Welche Vorteile bietet denn der direkte Kundenkontakt den Herstellern?
Holger Schibbe: Die Hersteller haben mehr Markenkontrolle und bestimmen selbst die Möglichkeiten der direkten Interaktion sowie die Touchpoints. Neben den höheren Margen liegt einer der größten Vorteile im Datenschatz: D2C-Player wissen, was, wann, wie und mit welcher Werbung gekauft wird. Mit dem Feedback lassen sich Angebote entwickeln und die Hersteller können schneller auf Trends reagieren.
Wie wird sich der digitale Kundendialog weiterentwickeln?

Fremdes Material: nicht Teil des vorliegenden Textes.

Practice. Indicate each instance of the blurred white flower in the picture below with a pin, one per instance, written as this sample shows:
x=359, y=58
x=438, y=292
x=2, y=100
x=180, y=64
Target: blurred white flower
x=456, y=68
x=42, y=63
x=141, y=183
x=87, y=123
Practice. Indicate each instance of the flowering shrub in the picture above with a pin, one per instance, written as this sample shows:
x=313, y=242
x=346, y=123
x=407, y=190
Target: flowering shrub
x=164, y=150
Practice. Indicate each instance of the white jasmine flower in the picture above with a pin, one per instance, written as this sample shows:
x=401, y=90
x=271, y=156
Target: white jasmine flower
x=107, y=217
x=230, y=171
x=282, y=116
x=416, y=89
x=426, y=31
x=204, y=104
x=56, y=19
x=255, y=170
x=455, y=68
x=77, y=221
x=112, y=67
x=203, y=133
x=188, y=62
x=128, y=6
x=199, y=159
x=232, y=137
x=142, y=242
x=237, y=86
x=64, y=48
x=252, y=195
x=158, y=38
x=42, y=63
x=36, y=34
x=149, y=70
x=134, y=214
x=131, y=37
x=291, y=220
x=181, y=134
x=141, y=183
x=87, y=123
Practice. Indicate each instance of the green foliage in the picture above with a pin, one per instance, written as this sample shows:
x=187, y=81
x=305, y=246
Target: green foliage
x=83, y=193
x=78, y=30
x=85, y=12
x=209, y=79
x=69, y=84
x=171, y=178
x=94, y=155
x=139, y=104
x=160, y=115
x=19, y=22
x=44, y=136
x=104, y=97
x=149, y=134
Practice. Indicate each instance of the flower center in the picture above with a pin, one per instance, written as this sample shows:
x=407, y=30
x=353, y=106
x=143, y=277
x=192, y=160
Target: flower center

Holger Schibbe: Der digitale Dialog ist bereits effizient und stark skalierbar. Künftig hebt KI die Automatisierung auf ein neues Level. Der größte Vorteil ist die Personalisierbarkeit, zum Beispiel mithilfe von direkter Anrede, interessanten Neuheiten, speziellen Rabatte, ergänzenden Angebote oder Informationen über nahe gelegene Filialen. Die gesamte Customer Journey - von der Registrierung und Newslettern über Bestellbestätigung und Sendungsverfolgung bis zum Feedback - wird damit zur individuellen Reise.